A: I had never spoken to Woody Paige until the other day. We had him on the show because he was pushing his book ("I'm Almost Out of Cha: Woody Paige's Chalkboard Tales"). I reminded him of a line I'll share: As I was leaving campus, Bud Ford (former sports information officer) said to me, 'Finebaum, it took 10 years for the sports information and The Daily Beacon to repair the damages left behind for Woody Paige. You have now destroyed that for perhaps forever. We may never be able to reconcile the two."
Q: And as for Gene?
A: We spent a year together at the Beacon, I was exiting as he was becoming a star.
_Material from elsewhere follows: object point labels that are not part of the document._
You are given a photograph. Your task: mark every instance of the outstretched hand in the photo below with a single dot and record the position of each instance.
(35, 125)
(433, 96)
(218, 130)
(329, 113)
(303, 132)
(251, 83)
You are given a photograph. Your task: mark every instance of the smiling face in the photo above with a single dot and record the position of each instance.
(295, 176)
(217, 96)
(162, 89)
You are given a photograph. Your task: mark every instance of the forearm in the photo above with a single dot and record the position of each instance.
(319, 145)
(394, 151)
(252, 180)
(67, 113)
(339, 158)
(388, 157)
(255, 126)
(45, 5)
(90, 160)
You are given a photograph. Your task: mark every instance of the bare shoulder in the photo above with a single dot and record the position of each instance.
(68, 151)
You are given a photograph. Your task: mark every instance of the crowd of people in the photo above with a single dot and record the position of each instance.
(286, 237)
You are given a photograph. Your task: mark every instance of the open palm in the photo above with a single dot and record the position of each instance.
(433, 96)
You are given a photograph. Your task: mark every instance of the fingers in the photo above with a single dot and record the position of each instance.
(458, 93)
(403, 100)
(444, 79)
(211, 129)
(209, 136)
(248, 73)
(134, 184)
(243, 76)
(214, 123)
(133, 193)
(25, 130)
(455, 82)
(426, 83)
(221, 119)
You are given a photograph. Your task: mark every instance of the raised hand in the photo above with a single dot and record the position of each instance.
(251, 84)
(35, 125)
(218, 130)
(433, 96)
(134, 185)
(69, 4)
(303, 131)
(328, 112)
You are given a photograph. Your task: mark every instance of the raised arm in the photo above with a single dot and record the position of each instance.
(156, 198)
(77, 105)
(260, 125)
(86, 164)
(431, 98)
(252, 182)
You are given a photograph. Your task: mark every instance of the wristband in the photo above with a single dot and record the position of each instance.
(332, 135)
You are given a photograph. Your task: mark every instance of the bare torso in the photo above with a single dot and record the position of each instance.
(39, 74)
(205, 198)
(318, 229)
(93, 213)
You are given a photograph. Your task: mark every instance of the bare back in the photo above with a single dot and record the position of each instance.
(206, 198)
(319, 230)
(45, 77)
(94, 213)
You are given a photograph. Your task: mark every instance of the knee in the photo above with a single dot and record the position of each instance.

And the day after The New Yorker magazine did a profile on me, I got a call from a literary agent that happened to be in New York. He said, 'You need to do a book.' WoJo's (Wojciechowski) publisher called him with the same thing almost simultaneously. So we sold the book about a year ago, and we were together every week during game day. Most of the heavy work was done right after the BCS championship game. We had about a six-week window before we had to turn it in."
Q: Do you have a clash of allegiances between Alabama and Tennessee?
A: ... I went to UT – that's my school. Yeah, you can't help but live someplace for 30 years and not care about what happens around you and lose a little bit of contact with your school ... but ultimately, I covered Alabama, I didn't go to Alabama. At the end of the day, I'm still a Tennessee graduate.